Before you decide to spend money on advertising; or any other kind of external communications; or indeed, how much to spend; you need to know if your choice of communications are the best way to meet your marketing objectives. It is often the case that advertising budgets can become a solution looking for a problem.
You also need to ask, are communications the priority? Do other aspects of your marketing mix needing fixed first?
There is no point in spending thousands advertising a new feature of your product if consumers are complaining about how terrible your after sales service is.
Sort those issues which are a priority, then think about your communications mix.
Your communications strategy must reflect your organisational goals and the critical success factors you set.
When choosing your mix of communications tools (PR, TV advertising, print, social media, etc) you need the appropriate mix of push and pull media. Push media is pushing your product into the minds of consumers e.g. traditional advertising. Pull media is getting consumers to demand your products from retailers and other suppliers (this could be media like social media and PR).
A strategy that is all push and no pull; or vice versa; is unlikely to succeed in modern markets.
And you cannot rely on past methodology. The world of communications is constantly mutating. In the 1950s most communications were broadcast monologues. Today, the aim of communications is often to create two and three way communication. Communications is about conversations; between companies and their customers; between existing customers; and between customers and prospective customers.
The level of advertising and communications spend do not automatically lead to results and simply trying to match the share of voice of a market leader may be a process in wasting scarce resources.
Definitely do not choose communications channels out of habit.
The best way to decide on your communications mix is:
- Match communications tools based on their strengths and ability to match the purpose of the communications. For example social media is a step towards creating electronic word of mouth and a brand community (although other communications tools will be needed to meet those objectives). Social media is not a proven sales channel. Remember the mnemonic DRIP (Differentiate, Reinforce, Inform, Persuade). Depernding on the purpose of your message different communications tools will be appropriate. For example, advertising may be the priority if you are aiming to differentiate your offer from that of your competitors; print media and PR may be the best way to inform your customers of product attributes; Social media may be a good way of reminding existing customers of your products; Sales Representatives may be the best way to persuade your target customers to buy.

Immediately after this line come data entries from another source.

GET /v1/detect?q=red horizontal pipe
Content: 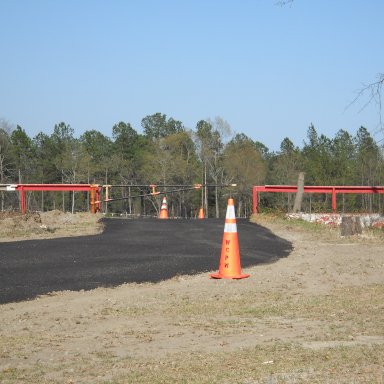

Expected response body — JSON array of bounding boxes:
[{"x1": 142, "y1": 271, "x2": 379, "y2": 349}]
[
  {"x1": 253, "y1": 185, "x2": 384, "y2": 193},
  {"x1": 252, "y1": 185, "x2": 384, "y2": 213},
  {"x1": 16, "y1": 184, "x2": 99, "y2": 192}
]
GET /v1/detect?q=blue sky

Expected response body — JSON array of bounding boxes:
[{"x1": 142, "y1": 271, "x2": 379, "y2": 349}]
[{"x1": 0, "y1": 0, "x2": 384, "y2": 150}]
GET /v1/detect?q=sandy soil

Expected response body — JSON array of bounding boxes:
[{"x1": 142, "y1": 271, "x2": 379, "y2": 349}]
[{"x1": 0, "y1": 213, "x2": 384, "y2": 383}]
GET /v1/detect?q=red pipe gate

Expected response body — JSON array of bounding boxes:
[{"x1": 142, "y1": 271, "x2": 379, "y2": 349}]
[{"x1": 252, "y1": 185, "x2": 384, "y2": 213}]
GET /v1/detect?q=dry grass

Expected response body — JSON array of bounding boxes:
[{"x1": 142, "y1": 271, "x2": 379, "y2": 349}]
[{"x1": 0, "y1": 213, "x2": 384, "y2": 384}]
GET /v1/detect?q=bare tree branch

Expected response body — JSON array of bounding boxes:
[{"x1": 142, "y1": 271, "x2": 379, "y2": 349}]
[
  {"x1": 346, "y1": 73, "x2": 384, "y2": 134},
  {"x1": 275, "y1": 0, "x2": 293, "y2": 7}
]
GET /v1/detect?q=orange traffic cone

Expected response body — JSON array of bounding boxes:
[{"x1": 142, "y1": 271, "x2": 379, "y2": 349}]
[
  {"x1": 210, "y1": 199, "x2": 250, "y2": 279},
  {"x1": 159, "y1": 196, "x2": 168, "y2": 219}
]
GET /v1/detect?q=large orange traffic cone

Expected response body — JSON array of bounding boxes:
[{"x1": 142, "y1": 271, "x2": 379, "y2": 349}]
[
  {"x1": 210, "y1": 199, "x2": 250, "y2": 279},
  {"x1": 159, "y1": 196, "x2": 168, "y2": 219}
]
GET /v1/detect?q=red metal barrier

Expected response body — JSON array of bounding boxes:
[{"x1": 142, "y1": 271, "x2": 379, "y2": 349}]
[
  {"x1": 252, "y1": 185, "x2": 384, "y2": 213},
  {"x1": 14, "y1": 184, "x2": 102, "y2": 215}
]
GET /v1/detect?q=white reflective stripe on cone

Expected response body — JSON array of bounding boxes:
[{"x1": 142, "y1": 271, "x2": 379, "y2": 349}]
[
  {"x1": 226, "y1": 205, "x2": 236, "y2": 219},
  {"x1": 224, "y1": 223, "x2": 237, "y2": 233}
]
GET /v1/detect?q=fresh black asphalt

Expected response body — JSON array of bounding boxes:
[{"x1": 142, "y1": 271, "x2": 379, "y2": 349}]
[{"x1": 0, "y1": 219, "x2": 292, "y2": 304}]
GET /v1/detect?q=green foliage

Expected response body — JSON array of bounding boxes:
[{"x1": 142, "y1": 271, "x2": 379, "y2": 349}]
[{"x1": 0, "y1": 113, "x2": 384, "y2": 216}]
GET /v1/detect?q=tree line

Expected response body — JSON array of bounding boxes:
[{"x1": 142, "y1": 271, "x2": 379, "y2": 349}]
[{"x1": 0, "y1": 113, "x2": 384, "y2": 217}]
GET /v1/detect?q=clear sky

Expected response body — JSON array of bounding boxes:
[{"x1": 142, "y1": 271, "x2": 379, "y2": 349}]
[{"x1": 0, "y1": 0, "x2": 384, "y2": 150}]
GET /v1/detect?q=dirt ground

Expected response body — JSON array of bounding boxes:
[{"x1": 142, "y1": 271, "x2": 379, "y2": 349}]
[{"x1": 0, "y1": 213, "x2": 384, "y2": 384}]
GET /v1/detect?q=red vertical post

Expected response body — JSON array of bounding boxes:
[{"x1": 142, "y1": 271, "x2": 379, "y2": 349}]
[
  {"x1": 95, "y1": 186, "x2": 100, "y2": 213},
  {"x1": 90, "y1": 186, "x2": 96, "y2": 213},
  {"x1": 332, "y1": 188, "x2": 336, "y2": 213},
  {"x1": 252, "y1": 187, "x2": 259, "y2": 214},
  {"x1": 20, "y1": 186, "x2": 27, "y2": 215}
]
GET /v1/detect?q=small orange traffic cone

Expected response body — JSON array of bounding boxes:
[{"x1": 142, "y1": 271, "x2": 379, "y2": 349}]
[
  {"x1": 210, "y1": 199, "x2": 250, "y2": 279},
  {"x1": 159, "y1": 196, "x2": 168, "y2": 219}
]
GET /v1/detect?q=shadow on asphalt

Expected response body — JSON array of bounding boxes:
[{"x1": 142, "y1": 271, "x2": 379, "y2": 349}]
[{"x1": 0, "y1": 219, "x2": 292, "y2": 304}]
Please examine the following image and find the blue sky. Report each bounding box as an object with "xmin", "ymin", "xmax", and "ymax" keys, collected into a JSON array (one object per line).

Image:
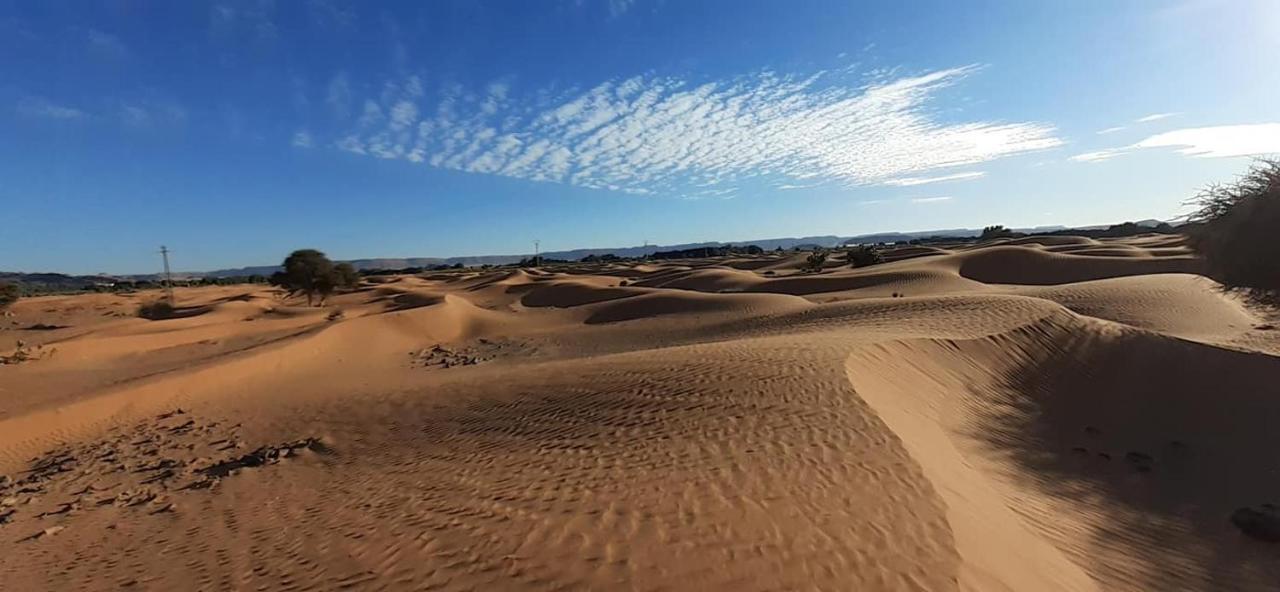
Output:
[{"xmin": 0, "ymin": 0, "xmax": 1280, "ymax": 273}]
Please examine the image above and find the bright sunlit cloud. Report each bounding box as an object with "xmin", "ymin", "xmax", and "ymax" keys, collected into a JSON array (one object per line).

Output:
[
  {"xmin": 317, "ymin": 67, "xmax": 1062, "ymax": 196},
  {"xmin": 1071, "ymin": 123, "xmax": 1280, "ymax": 163},
  {"xmin": 18, "ymin": 96, "xmax": 86, "ymax": 119},
  {"xmin": 1134, "ymin": 123, "xmax": 1280, "ymax": 158}
]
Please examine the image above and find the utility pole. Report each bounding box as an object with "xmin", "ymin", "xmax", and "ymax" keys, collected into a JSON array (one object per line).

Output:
[{"xmin": 160, "ymin": 245, "xmax": 174, "ymax": 306}]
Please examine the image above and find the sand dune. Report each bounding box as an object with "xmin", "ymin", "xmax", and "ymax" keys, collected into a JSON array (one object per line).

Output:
[{"xmin": 0, "ymin": 236, "xmax": 1280, "ymax": 591}]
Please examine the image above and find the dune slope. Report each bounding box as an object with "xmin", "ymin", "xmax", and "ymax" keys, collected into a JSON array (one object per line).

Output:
[{"xmin": 0, "ymin": 237, "xmax": 1280, "ymax": 591}]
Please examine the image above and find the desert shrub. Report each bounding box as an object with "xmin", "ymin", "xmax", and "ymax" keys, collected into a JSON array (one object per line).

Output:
[
  {"xmin": 333, "ymin": 261, "xmax": 360, "ymax": 290},
  {"xmin": 978, "ymin": 224, "xmax": 1014, "ymax": 241},
  {"xmin": 0, "ymin": 282, "xmax": 19, "ymax": 310},
  {"xmin": 846, "ymin": 245, "xmax": 884, "ymax": 268},
  {"xmin": 271, "ymin": 249, "xmax": 339, "ymax": 306},
  {"xmin": 1189, "ymin": 159, "xmax": 1280, "ymax": 305},
  {"xmin": 805, "ymin": 249, "xmax": 827, "ymax": 273},
  {"xmin": 138, "ymin": 300, "xmax": 173, "ymax": 320}
]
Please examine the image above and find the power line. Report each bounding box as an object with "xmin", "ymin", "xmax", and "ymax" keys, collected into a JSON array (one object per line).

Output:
[{"xmin": 160, "ymin": 245, "xmax": 174, "ymax": 306}]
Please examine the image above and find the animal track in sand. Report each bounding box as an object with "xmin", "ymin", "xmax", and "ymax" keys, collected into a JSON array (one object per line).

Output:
[{"xmin": 0, "ymin": 409, "xmax": 333, "ymax": 542}]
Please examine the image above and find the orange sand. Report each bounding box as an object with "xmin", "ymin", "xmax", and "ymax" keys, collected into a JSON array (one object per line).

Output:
[{"xmin": 0, "ymin": 236, "xmax": 1280, "ymax": 591}]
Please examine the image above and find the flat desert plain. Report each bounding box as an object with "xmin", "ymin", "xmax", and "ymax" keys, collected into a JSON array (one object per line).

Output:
[{"xmin": 0, "ymin": 236, "xmax": 1280, "ymax": 591}]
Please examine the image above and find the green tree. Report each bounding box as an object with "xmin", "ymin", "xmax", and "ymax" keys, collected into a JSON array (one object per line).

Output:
[
  {"xmin": 1189, "ymin": 159, "xmax": 1280, "ymax": 305},
  {"xmin": 271, "ymin": 249, "xmax": 338, "ymax": 306},
  {"xmin": 0, "ymin": 282, "xmax": 20, "ymax": 310},
  {"xmin": 333, "ymin": 261, "xmax": 360, "ymax": 290},
  {"xmin": 805, "ymin": 249, "xmax": 827, "ymax": 273},
  {"xmin": 979, "ymin": 224, "xmax": 1014, "ymax": 241},
  {"xmin": 846, "ymin": 245, "xmax": 884, "ymax": 268}
]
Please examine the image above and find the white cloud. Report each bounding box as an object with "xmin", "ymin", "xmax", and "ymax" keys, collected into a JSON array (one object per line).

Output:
[
  {"xmin": 118, "ymin": 100, "xmax": 187, "ymax": 127},
  {"xmin": 18, "ymin": 96, "xmax": 87, "ymax": 120},
  {"xmin": 314, "ymin": 67, "xmax": 1062, "ymax": 196},
  {"xmin": 87, "ymin": 29, "xmax": 129, "ymax": 59},
  {"xmin": 884, "ymin": 170, "xmax": 987, "ymax": 187},
  {"xmin": 1133, "ymin": 123, "xmax": 1280, "ymax": 158},
  {"xmin": 1071, "ymin": 149, "xmax": 1126, "ymax": 163},
  {"xmin": 608, "ymin": 0, "xmax": 636, "ymax": 18},
  {"xmin": 1071, "ymin": 123, "xmax": 1280, "ymax": 163},
  {"xmin": 325, "ymin": 72, "xmax": 351, "ymax": 118},
  {"xmin": 209, "ymin": 1, "xmax": 278, "ymax": 41}
]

- Match your communications profile to the expectations of your target audience. So if you aim to sell fashion to the under thirties, social media and digital communications may be the priority in your mix. If you are selling stairlifts to pensioners, direct mail and television advertising may be the priority. it is not by accident that daytime TV is filled with adverts for over-50’s pension plans and disability aids. Tesco will show families with children in their communications; BMW will show male professionals and executives. Look for archetypes, not stereotypes.
- Integrated communications campaigns work better. Promotion and other communications should be part of a wider customer journey. It is a mistake to put all your communications in one channel. I see small business after small business heavily investing in social media as their sole communications channel thinking they have found a silver bullet to solve their communications ills; they haven’t, they simply could be wasting their finite communications budget. It is best to integrate communications channel that work well together and which compliment each other. Choose channels that are synergistic and may create a greater whole than individual channels.
You need to map that customer journey from their first awareness of your brand through to them being repeat purchasers and then habitual purchasers.
Commercial communications are increasingly two way interactions. You should reflect this in your communications strategy. Do not shout a monologue into the void. Focus on conversation, duologue and dialogue. Increasingly getting target customers to talk to each other is a top-level aim of commercial communications.
We live in an over-communicated society. Consumers are bombarded with commercial messages every day. It isn’t a case of being the one who shouts loudest, be the one who shouts differently. Stand apart from the communications churn.
To do all this you need a communications and advertising plan which:
- Sets a budget
- Determines your target audience
- Determines the content of communications
- Decides your media mix
- Decides on advertising frequency
- Defines how communications will be classed as successful
Your advertising objectives should be to:
- Convey information
- Alter perceptions and attitudes
- Create desires
- Establish connections
- Direct actions
- Provide reassurance
- Remind
- Give reasons for purchase
- Demonstrate product/service features
- Generate enquires and footfall
Those objectives should be SMART (Specific, Measurable, Achievable, Realistic and Time Bound)
And remember the Six I’s of Digital Communication:
- Integrate across media channels. It is not by accident that Amazon, Uber, Just Eat, Trivago and other internet-based retailers and service providers all use traditional advertising channels.
- Create Independence of location: think remote marketing and remote delivery.
- Think Industry restructuring: Digital is often about disrupting existing market models.
- Think Individualisation: We live in a world where new technology and just in time supply chains mean mass customisation and micro-targeting of communications
- Think Interactivity: Conversation not monologue
Increasingly, communications are as much about creating a brand community as pushing products onto consumers. The communications models of even twenty years ago are no longer appropriate. Look to the future of communication, not the past.